British television presenter (born 1973)

Simon Thomas (born 26 January 1973) is an English television presenter who hosts Soccer Saturday on Sky Sports. Thomas also worked on Blue Peter for six years, and presented live Premier League football for Sky Sports from 2016 to 2018.

==Broadcasting career==

===Blue Peter===
Having applied for the job three times, Thomas began presenting the children's programme Blue Peter on 8 January 1999 replacing the sacked presenter Richard Bacon. Previously he had worked as a runner at Children's BBC and the radio station LBC. During his tenure at Blue Peter, he ran in the London Marathon twice and two Great North Runs, climbed Mount Kilimanjaro and Mont Blanc, completed over 40 solo sky dives with the Royal Air Force, presented a medal at the Commonwealth Games, ran in the 60 metres sprint at the Norwich Union Indoor Athletics against Frankie Fredericks and Darren Campbell and even directed an edition of the show. He also presented the Queen with a Gold Blue Peter badge when she visited the studio and remarked on presenting Her Majesty with the badge that "she could get into the Tower of London free with it."

Thomas co-presented with Stuart Miles, Katy Hill, Konnie Huq, Matt Baker, Liz Barker and Zöe Salmon.

Thomas announced his intention to leave Blue Peter in January 2005, and his last live show was aired on 25 April of that year.

===BBC===
Thomas presented CBBC Proms in the Park in Hyde Park in 2001 with Matt Baker and Faye Tozer, and in 2002 with Fearne Cotton.

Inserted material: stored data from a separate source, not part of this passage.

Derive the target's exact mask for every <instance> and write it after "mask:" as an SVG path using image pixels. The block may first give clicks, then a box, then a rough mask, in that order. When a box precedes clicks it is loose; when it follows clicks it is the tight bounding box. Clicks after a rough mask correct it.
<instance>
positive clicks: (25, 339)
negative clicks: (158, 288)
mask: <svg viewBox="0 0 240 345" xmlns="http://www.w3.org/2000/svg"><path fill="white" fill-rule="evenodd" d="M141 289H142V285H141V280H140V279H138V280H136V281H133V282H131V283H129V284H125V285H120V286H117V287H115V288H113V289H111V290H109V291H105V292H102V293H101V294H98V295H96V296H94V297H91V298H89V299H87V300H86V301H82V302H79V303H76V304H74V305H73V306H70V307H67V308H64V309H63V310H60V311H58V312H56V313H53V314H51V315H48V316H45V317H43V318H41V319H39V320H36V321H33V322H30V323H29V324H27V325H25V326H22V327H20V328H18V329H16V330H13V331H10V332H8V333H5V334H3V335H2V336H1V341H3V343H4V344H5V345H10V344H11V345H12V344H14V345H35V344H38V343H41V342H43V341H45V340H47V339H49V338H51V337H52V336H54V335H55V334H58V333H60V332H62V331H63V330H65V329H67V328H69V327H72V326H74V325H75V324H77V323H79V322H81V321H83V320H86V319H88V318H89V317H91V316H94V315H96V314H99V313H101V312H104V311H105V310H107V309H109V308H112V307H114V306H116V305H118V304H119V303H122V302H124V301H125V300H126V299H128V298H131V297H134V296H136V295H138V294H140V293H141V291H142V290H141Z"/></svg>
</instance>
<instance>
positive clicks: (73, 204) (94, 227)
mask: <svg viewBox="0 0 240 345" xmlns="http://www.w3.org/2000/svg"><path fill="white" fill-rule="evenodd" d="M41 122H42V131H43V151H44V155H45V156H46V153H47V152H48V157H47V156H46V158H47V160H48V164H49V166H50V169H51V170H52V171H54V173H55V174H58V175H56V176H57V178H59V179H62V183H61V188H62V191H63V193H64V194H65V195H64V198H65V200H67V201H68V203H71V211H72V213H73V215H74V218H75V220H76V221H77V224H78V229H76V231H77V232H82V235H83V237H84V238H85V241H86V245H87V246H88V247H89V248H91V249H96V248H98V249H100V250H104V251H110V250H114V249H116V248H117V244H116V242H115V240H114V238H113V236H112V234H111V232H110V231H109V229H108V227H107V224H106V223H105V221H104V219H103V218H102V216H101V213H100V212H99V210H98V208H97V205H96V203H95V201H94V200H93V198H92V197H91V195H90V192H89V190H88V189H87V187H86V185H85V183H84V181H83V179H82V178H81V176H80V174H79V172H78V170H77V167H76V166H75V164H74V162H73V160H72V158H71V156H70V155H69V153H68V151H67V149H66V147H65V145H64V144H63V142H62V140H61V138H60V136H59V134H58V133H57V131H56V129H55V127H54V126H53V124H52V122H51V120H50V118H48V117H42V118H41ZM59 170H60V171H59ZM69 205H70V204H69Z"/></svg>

He also presented BBC Radio 3's Making Tracks with Matt Baker.

===Sky Sports===
After leaving the BBC, Thomas joined Sky Sports in June 2005 and presented the 15:00–19:00 shift on Sky Sports News, alongside Georgie Thompson. He also presented Cricket AM during the summer on Sky Sports 1 with Sarah-Jane Mee and has presented the Sky Sports Victory Shield, England's U21s games, Centenary Shield, International Cricket, Sky Sports News Cricket World Cup Report, the Mosconi Cup from Las Vegas, Sky Sports World Cup report from Cape Town 2010 and Sky Sports News's coverage of the 2010 Ryder Cup.

At the start of the 2010/2011 Football Season, Thomas became the lead presenter of Sky Sports' live Football League coverage, leaving his position on Sky Sports News. From 2014, Thomas began presenting live League Cup football on Sky Sports, following Ben Shephard stepping down from all live match presenting duties. From August 2016, Thomas has presented live Premier League coverage, most notably on Saturday lunch times and bank holidays, following the departure of Ed Chamberlin to ITV Racing, and David Jones' subsequent promotion to Super Sunday and Monday Night Football lead presenter. Thomas regularly works alongside pundits such as Graeme Souness, Jamie Redknapp and Thierry Henry.

===This Morning===
In May 2019 Thomas took part in a three-part miniseries for This Morning called 'Pursuits of Happiness'. The series showed three different activities people took part in to overcome and deal with their mental health issues.

In September 2019 Thomas appeared on the show to raise awareness for blood cancer symptoms.

==Personal life==

Thomas married his first wife, Gemma, in 2005. They had one child, and lived in Berkshire. Gemma died in 2017. Thomas married his second wife, Derrina Jebb, in 2021. They had a daughter in 2022, and a son in 2024. The family live in Buckinghamshire.

Thomas is a Christian, lifelong supporter of Norwich City, and vice-president of the Norwich City Supporters Trust.